I mutamenti epidemiologici legati all’espansione del fenomeno migratorio, all’incremento delle condizioni di indigenza in alcuni strati della popolazione italiana e l’aumento costante di numerosi fattori di rischio, come ad esempio le molteplici condizioni di immunodepressione, hanno determinato una nuova realtà con la quale la nostra sanità è chiamata quotidianamente a confrontarsi per cercare di fornire risposte quanto più possibile efficaci.

In questo articolato contesto le forme multifarmacoresistenti sono diventate un’emergenza pubblica prioritaria a causa dei risvolti clinico-terapeutici. La ricomparsa delle micobatteriosi atipiche in pazienti difficili ha messo ulteriormente in difficoltà il clinico che deve valutare il più idoneo e razionale approccio terapeutico.

Il ritorno della malattia tubercolare ha riproposto, altresì, il problema della sorveglianza ed il monitoraggio dell’infezione tubercolare, sia in ambito sociale che sanitario.
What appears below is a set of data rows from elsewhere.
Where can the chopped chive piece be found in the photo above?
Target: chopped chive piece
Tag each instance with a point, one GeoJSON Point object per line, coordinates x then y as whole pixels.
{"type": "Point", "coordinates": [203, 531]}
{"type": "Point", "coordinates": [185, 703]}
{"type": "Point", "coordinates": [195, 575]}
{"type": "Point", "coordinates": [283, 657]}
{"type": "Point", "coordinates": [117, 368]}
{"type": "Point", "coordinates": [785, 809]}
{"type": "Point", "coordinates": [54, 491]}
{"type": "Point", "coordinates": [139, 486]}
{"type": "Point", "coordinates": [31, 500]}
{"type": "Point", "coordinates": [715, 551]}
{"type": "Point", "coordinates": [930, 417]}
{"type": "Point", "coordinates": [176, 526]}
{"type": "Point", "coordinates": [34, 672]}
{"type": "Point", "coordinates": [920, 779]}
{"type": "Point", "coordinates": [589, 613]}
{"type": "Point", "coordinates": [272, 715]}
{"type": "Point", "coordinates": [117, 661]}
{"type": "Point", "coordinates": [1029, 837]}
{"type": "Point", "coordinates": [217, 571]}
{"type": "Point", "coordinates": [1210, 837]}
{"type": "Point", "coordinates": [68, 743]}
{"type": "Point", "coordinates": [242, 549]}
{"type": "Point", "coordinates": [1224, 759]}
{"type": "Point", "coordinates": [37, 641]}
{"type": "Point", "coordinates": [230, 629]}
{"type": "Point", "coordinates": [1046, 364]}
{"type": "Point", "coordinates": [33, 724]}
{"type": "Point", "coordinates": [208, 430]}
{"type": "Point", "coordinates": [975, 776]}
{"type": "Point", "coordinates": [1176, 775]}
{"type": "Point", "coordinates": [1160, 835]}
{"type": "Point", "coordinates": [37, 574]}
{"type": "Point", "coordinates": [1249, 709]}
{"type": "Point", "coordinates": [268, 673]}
I test IGRA (test che rivelano l’infezione tubercolare latente) di ultima generazione si propongono come un valido ausilio soprattutto in quei gruppi a rischio dove la residua memoria vaccinale può causare false interpretazioni cliniche.

Il riconoscimento precoce ed un adeguato ed appropriato completamento del ciclo terapeutico antitubercolare rimangono i cardini fondamentali per la prevenzione della diffusione della malattia e la limitazione delle forme di resistenza.